Some of Australia’s largest energy companies are calling on the Federal Government to reward the baseload generators that effectively keep the network operating, and the lights on, when renewable sources are not producing power.
In its submission to the Finkel Review of the National Electricity Market (NEM), Alinta Energy calls for a national, co-ordinated and long term climate and energy policy which “eliminates inconsistencies and moves away from political ideology”.
Retailer AGL Energy criticised the “piecemeal introduction of carbon reduction and renewables policies” which it said had had unintended consequences on the energy market, most notably in South Australia which has faced a series of blackouts in the last six months.
That view is backed up by ERM Power which blames the nation’s energy woes on a decade of conflicting policy interventions which have sent mixed signals to investors.
“Certain technologies have been undermined and the broader consequences of market intervention and subsidies have not been understood, with dire consequences,” it said in its submission.
The Finkel Review is investigating the reliability and security of the nation’s electricity network at a time when coal-fired power stations are being phased out, and the eastern seaboard is facing a potential gas shortage.

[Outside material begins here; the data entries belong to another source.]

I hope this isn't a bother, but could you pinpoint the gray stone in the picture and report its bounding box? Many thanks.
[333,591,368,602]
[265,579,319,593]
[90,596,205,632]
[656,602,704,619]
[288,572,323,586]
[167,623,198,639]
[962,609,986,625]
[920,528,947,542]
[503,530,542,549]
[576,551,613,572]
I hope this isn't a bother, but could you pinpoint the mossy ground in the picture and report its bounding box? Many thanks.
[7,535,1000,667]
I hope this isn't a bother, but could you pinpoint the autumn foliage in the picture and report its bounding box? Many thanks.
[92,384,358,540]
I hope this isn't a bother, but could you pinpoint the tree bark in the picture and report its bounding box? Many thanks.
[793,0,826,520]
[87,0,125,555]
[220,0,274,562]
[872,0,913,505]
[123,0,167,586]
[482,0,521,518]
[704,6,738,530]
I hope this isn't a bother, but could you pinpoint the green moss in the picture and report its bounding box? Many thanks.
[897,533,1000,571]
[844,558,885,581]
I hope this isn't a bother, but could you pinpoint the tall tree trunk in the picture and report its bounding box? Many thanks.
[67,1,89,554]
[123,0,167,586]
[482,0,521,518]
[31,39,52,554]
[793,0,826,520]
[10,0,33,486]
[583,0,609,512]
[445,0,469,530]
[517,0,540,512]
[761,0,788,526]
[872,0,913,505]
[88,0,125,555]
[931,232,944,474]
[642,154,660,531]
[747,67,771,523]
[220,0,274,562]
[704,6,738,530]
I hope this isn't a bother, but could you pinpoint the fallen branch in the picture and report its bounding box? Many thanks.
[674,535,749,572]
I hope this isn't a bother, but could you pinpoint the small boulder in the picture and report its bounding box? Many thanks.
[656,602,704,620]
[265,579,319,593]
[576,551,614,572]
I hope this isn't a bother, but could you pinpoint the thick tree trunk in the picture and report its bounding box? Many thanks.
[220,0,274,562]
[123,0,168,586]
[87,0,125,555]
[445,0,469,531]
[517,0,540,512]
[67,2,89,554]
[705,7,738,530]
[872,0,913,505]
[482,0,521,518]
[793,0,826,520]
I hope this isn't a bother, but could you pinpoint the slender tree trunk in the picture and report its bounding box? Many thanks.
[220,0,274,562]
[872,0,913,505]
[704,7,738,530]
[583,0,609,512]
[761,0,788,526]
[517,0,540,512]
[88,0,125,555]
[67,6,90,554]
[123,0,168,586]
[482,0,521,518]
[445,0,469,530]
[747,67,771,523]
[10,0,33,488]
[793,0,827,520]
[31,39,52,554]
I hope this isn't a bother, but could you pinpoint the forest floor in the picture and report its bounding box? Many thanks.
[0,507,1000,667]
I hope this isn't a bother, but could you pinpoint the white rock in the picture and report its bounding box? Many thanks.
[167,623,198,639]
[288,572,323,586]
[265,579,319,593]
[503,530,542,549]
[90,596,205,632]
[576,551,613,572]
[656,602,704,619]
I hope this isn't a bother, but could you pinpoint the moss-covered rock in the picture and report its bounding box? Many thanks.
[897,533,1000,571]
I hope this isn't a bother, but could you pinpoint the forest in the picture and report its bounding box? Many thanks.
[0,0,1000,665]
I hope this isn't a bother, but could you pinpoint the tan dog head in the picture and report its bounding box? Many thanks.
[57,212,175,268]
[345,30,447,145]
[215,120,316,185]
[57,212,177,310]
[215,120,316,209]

Industry calls for incentives and rewards
Alinta Energy supports the existing Renewable Energy Target (RET), which mandates that 23.5 per cent of Australia’s energy will come from renewable sources by 2020, but said it should be extended by another 15 years to provide a “stable growth pipeline”.
State governments should not be setting their own targets, according to the energy company, which warns it “could increase uncertainty and further deter investment” in the sector.
But as Alinta points out, renewable energy has its limitations. Wind and solar are intermittent or “non-dispatchable” sources, meaning their frequency fluctuates with the breeze or sunshine and must be stabilised by baseload or “dispatchable” sources, which can generate power with the flick of a switch.
Alinta, along with ERM, AGL and ATCO Australia are calling on the Government to set up a “reward structure” for baseload power generators, effectively the back-bone of the network, and believe companies should be given incentives to maintain and procure those plants.
They also want to recognition for the service they provide in keeping the network’s frequency stable when large amounts of renewables are online.
“A reward structure that reflects the value that important grid support services (such as inertia and frequency control) provide to the system should be created,” Alinta Energy said.
ERM points to a system in the United States which rewards generators that can be ramped to capacity and synchronised to the grid within a short period of time.
In its submission, AGL’s chief economist Tim Nelson said additional measures may be required to ensure the system’s security and accommodate for the “unintended consequences of climate change policy on the operation of energy markets”.
Prime Minister Malcolm Turnbull this week sought guarantees from the major east coast gas companies to boost domestic supply, after the energy market operator warned Queensland, Victoria and New South Wales would face gas shortages as early as next year if nothing changes.